Incident Management

An incident management process is a set of procedures and actions taken to respond to and resolve critical issues. Only such issues that satisfy all 3 conditions below are qualified as Incidents:

  • impact the normal operation of the critical service

  • noticeable by external or internal users of Knoema

  • significantly negatively impact the user experience

Documents how to work with incidents:

https://www.atlassian.com/ru/incident-management/handbook/incident-response#assess

5 Steps of Incident Management

Roles

Incident Manager

@Konstantin Trukhin (Unlicensed)

Responsibilities of Incident Manager: Collect information about open incidents and communicate the status to CSM team in #platform-support Slack channel.

Incident Team

The incident team is a team of persons from the engineering side who are helping the incident manager with the investigation from the technical side. The members of the incident team will be changed from sprint to sprint.

  • Data OASIS - @Niyaz Batyrov (Unlicensed)

  • Enterprise Core and Data Hub - @Alexey Matyukhin (Unlicensed)

  • Expert Tools - @Vitaly Popov (Unlicensed)

 

Incident SLAs

Severity

General description of severity

Status update frequency

Severity

General description of severity

Status update frequency

1 - Critical

  • Critical client service or its critical client components are not responding

  • Users are cannot complete routine tasks.

  • Restarting the services or servers do not help

  • Client data lost

  • Confidential or Sensitive data leak

  • Workaround is not available

Every hour

2 - High

  • Critical client service or its critical client components are not accessible for some of the clients

  • Critical client service response is heavily delayed (load time increased 200%)

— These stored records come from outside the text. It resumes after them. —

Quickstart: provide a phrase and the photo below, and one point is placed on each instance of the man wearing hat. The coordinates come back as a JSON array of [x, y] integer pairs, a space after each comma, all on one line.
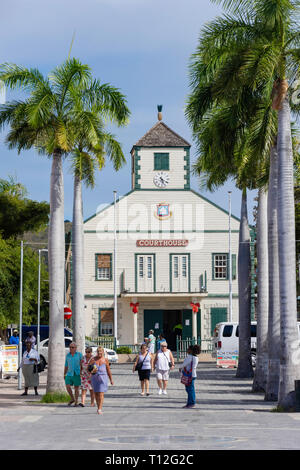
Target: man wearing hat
[[14, 339]]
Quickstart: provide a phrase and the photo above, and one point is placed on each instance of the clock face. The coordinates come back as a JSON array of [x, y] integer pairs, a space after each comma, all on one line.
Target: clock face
[[161, 179]]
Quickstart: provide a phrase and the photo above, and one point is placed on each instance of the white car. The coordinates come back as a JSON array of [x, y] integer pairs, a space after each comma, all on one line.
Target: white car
[[111, 355]]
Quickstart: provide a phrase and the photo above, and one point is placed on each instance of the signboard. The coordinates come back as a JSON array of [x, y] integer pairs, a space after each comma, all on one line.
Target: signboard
[[227, 360], [162, 243], [8, 359]]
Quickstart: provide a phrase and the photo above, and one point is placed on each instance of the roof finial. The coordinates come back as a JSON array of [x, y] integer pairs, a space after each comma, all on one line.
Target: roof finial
[[159, 109]]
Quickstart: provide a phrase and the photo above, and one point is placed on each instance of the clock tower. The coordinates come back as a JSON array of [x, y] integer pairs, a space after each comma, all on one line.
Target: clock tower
[[161, 160]]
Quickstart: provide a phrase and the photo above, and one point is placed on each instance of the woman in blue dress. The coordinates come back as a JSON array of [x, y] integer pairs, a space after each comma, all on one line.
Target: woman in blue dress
[[100, 375]]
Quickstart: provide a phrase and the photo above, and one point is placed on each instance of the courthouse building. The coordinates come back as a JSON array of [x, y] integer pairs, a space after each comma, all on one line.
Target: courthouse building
[[172, 251]]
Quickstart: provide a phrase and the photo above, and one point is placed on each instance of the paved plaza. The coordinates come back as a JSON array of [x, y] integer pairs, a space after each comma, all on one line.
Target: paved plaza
[[227, 416]]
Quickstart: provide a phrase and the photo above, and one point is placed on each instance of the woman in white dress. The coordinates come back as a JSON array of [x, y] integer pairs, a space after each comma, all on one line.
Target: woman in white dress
[[190, 365], [163, 362], [30, 374]]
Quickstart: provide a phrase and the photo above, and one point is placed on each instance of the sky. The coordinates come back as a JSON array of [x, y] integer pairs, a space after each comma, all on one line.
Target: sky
[[142, 47]]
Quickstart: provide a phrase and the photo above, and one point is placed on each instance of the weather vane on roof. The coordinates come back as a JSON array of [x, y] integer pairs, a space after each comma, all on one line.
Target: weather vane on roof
[[159, 109]]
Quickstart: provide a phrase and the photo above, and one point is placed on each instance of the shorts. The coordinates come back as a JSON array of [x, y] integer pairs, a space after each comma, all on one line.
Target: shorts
[[144, 374], [73, 380], [162, 374]]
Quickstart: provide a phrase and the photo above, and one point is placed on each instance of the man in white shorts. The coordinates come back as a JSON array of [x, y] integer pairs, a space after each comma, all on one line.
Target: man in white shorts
[[163, 362]]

  • Users cannot normally complete most typical tasks

  • Restarting the services or servers helps only for short time

  • Workaround is available

Every 2 hours

3 - Medium

  • Either a high value customer reported an issue

  • The issue impacts some very common capability of the critical client service and is noticeable by many customers

  • Critical client service response is delayed but it is not prevent clients of using the service

  • The issue appears on regular basis

  • Restarting the services or servers solve the issue

  • Workaround is available

Twice a day

4 - Low

  • Certain non-critical components of the service are not functioning normally but the issue was reported by some customers already

  • Issues appears sporadically and and do not influence many clients

  • The issue has not been reported by users and doesn’t impact any important components or performance of the critical service

Daily

NOTE: Status update frequency is for business days and working time

 

Severity Matrix explained

Incident fixation

Each incident should be added to the Jira project: https://knoema.jira.com/jira/software/c/projects/IN/boards/57

Incident priority should be set up based on the severity of the incident described above.

Postmortems should be written for incidents with Severity 1 and 2.